Z podcastu „Jak utrzymać miłość w związku ” dowiesz się
- Dlaczego to, co połączyło pary na początku nagle znika?
- Kiedy miłość w związku wygasa i dlaczego?
- Co zrobić, aby miłość i głębokie uczucia w związku stale nam towarzyszyły?
- Co sprawia, że związek staje się stabilny?
- Jakie działania sprawiają, że związek staje się silniejszy?
- Czy by być szczęśliwym wszystko trzeba robić razem?
- Czy różnice w związku mogą tylko dzielić?
- Jakie 7 sposobów na podtrzymanie głębokiego uczucia w związku rekomenduję.
Może Cię też zainteresować artykuł „Jak odbudować namiętność w związku”, w którym piszę więcej o tym, jak zadbać o tą wyjątkową bliskość między dwiema połówkami, która wyróżnia relację z partnerem od wszystkich innych relacji międzyludzkich.
Transkrypt podcastu „Jak utrzymać miłość w związku”
O różnych etapach miłości mówił w swojej koncepcji Sternberg.

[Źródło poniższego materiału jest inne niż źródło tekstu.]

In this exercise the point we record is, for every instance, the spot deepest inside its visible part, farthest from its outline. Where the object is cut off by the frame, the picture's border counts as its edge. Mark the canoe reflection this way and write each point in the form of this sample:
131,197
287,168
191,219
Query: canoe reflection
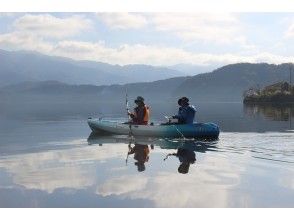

Uznał on, że miłość w związku składa się z namiętności, intymności i zaangażowania. W zależności od tego, jak długo trwa związek wszystkie te komponenty nadal występują, ale zmienia się ilość udziału każdego z nich. I tak, kiedy zakochujemy się w kimś, to najintensywniejsza jest namiętność. To ona sprawia, że mózg zakochanego człowieka szaleje i cały świat wokół przestaje istnieć. Jak funkcjonuje mózg człowieka zakochanego? Podobnie jak człowieka uzależnionego. Gdyby więc spędzić całe życie na takiej górce emocjonalnej, to nie byłoby to zdrowe, bezpieczne dla naszego organizmu. Trudno byłoby opiekować się dziećmi, chodzić do pracy i zajmować się wszystkimi normalnymi rzeczami, które zapewniają nam życiowy byt, nie moglibyśmy dbać o zdrowie, o relacje z innymi ludźmi. Namiętność w związku wygasa po około 2 latach, czasem dużo wcześniej.
Intymność gwarantem długiego związku
Wiele osób uważa, że to namiętność jest gwarantem długotrwałego związku. Jednak gwarantem związku jest intymność, poprzez którą rozumiemy nie, jak się niektórym wydaje intymność seksualną, ale bliskość emocjonalną, poczucie przyjaźni, bliskości. To ten komponent zabezpiecza związek. Spadek namiętności jest czymś normalnym, a nawet wskazanym. Jednak musi ona zachować pewnie poziom po to, by związek w ogóle mógł trwać. Dlatego ludzie, którzy bardzo się od siebie oddalili i trudno jest im ze sobą być, ale jednak nadal bardzo chcą, to szukają tej namiętności. Szukają tego, co sprawiło, że dobrze im było razem na samym początku.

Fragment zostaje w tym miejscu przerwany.